A stringent washing step was performed at 48 °C for 10 min in pre-warmed 50 mL washing buffer (100 mmol L−1 NaCl, 20 mmol L−1 Tris/HCl, 5 mmol L−1 EDTA). Afterwards, the slides were dried up and a mounting medium (Antifade Mounting Medium, Vectashield Vector Laboratories, CA, USA) was added to each well. The slides were sealed with a cover glass and examined under phase-contrast microscope (Nikon Eclipse Ni equipped with Lumen 200 Fluorescence Illumination Systems) using filter sets TRITC (557/576) (maximum excitation/emission in nm) for cy3-labelled EUB338 probe and FITC (490/525) for FLUOS-labelled GAM42a probes by a 100 × 1.45 numerical aperture microscope objective (CFI Plan Apo Lambda DM ×100 Oil; Nikon Corp., Japan).

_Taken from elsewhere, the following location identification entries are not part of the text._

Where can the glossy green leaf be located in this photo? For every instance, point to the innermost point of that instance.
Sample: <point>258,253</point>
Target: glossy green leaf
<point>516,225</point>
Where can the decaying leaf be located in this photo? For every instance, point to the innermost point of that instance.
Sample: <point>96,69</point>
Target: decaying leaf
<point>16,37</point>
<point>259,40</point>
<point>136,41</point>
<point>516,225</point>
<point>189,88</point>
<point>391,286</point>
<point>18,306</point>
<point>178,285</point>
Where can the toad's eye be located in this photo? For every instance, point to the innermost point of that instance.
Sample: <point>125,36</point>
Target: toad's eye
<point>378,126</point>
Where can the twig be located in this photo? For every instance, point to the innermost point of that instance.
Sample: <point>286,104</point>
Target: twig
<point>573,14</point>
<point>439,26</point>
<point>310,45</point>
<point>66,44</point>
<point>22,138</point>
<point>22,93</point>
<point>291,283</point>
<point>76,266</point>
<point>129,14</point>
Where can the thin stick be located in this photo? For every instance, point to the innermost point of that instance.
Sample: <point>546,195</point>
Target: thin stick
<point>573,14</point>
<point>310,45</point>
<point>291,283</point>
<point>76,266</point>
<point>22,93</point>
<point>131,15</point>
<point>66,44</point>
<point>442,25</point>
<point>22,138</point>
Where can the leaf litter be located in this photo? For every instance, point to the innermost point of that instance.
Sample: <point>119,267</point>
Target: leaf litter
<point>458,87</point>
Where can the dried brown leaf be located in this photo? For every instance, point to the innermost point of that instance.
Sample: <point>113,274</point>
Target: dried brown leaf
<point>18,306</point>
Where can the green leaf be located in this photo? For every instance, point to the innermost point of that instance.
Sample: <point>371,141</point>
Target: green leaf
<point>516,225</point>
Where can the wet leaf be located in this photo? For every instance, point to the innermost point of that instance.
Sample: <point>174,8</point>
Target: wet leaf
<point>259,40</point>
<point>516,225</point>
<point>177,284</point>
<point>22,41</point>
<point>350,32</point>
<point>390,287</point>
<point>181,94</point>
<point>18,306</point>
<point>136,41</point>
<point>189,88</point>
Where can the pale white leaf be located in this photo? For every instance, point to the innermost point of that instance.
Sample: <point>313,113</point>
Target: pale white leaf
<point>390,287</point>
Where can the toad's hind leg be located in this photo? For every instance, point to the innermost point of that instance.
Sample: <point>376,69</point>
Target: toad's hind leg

Statistics and reproducibility
DoE experiments were designed and analysed using Design Expert version 220.127.116.11 (Stat-Ease, Inc. USA). Analysis of variation was performed at α = 0.05. The p-values for each test are indicated in the ‘Results’ section. All closed batch experiments were reproduced three times (N = 3) and each replication contained quadruplicate (n = 4). qPCR and FISH experiments, which applied all of the mentioned replicates, were performed in technical triplicates (n = 3). DoE experiments were conducted twice (N = 2) and each replication contained triplicate experiments for corner points (n = 3), except the set E (centre points), which was performed in biological pentaplicates (n = 5).
Further information on research design is available in the Nature Research Reporting Summary linked to this article.